If it seems like there are more beers on the shelves at your favorite supermarket or on tap in your neighborhood bar, you’re probably right. Craft brewing is taking over America’s beer scene, and while a few die-hard brew-and-ballgame types may grouse about the gentrification of good old American beer, many newcomers are beginning to appreciate exciting innovations on the American beer scene.
So What Is Craft Beer?
"Craft beer” is just a fancy name for a beer that comes from a small, independent or traditional brewery, according to the Brewer’s Association. A "small” brewery produces 6 million or less barrels of beer each year. An "independent” means that less than 25 percent of the craft brewery is owned or controlled by an member of the alcoholic beverage industry who is not also a craft brewer. A "traditional” brewer makes beer from traditional or innovative brewing techniques along with fermentation. A true craft brewery can abide by one or all of these definitions, but the most important characteristic, according to Andy Sparhawk, craft beer program coordinator for the Brewer’s Association, is authenticity.

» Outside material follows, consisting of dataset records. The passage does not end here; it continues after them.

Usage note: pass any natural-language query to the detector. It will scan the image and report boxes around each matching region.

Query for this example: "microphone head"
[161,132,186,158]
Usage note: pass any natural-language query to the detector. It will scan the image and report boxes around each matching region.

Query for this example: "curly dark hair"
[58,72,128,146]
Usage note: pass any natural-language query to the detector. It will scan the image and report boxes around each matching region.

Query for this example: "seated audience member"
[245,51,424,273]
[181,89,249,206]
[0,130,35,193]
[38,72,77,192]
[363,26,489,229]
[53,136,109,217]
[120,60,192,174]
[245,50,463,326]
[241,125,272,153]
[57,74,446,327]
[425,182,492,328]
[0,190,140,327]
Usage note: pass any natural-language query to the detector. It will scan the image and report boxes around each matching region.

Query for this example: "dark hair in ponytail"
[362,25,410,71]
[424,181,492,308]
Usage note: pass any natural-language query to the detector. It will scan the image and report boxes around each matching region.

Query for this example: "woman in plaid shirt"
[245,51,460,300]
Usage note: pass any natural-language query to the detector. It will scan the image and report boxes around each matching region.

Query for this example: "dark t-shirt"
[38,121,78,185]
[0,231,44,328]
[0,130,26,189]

"I believe that small and independent craft brewers are part of a larger cultural shift in the United States towards products with character and authenticity,” Sparhawk says. "Just as Americans have expanded their horizons on different foods, such as cheese, chocolate and coffee, so to have they expanded their understanding and tastes for beer.”
Why Are There So Many Different Types of Craft Beer?
If you’ve ever been lost in the beer aisle holding up a bottle of IPA against a bottle of stout and trying to make sense of how one is different from the other, you’re not alone. Craft brews are a whole new world of beer, and they often taste very different from the beer our grandparents kept in the fridge. The reason the taste varies so much, according to Sparhawk, comes down to ingredients.
"Often times, beer categories are split between the type of yeast that is used to ferment them,” Sparhawk says. "For instance, ale yeast ferments best at relatively warmer temperature than its lager yeast counterpart does.” This difference means that ales, like India Pale Ale (IPA) and many German and Belgian styles will have more intense flavors.
Lagers, on the other hand, like pilsners, are often defined by their clean taste, and for Americans, are often the most similar to classic brands, since most large breweries in America brew lagers.
But you shouldn’t spend too much time trying to decide if you’re drinking a "good” craft beer or not. "If you’re just trying to get into craft beer, I think one can decide whether a beer is good or not by whether they are enjoying it or not,” Sparhawk says. "One of the reasons why craft beer has become so popular is because it can be enjoyed by almost anyone, the simplicity is probably one of the factors that draws people to the beverage.”
Is Craft Beer Just a Fad?
Probably not. There are more breweries in America than ever before. In fact, you’re probably closer to craft beer than you think.
"The average American lives within 10 miles of a brewery, and the United States is now home to more than 4,000 breweries, which is the most in history,” Sparhawk says. "You really can’t go anywhere in this country without being able to find a brewery or at least a strong craft beer culture.”
There’s never been a better time for beer in America that then present, so get out and get drinking!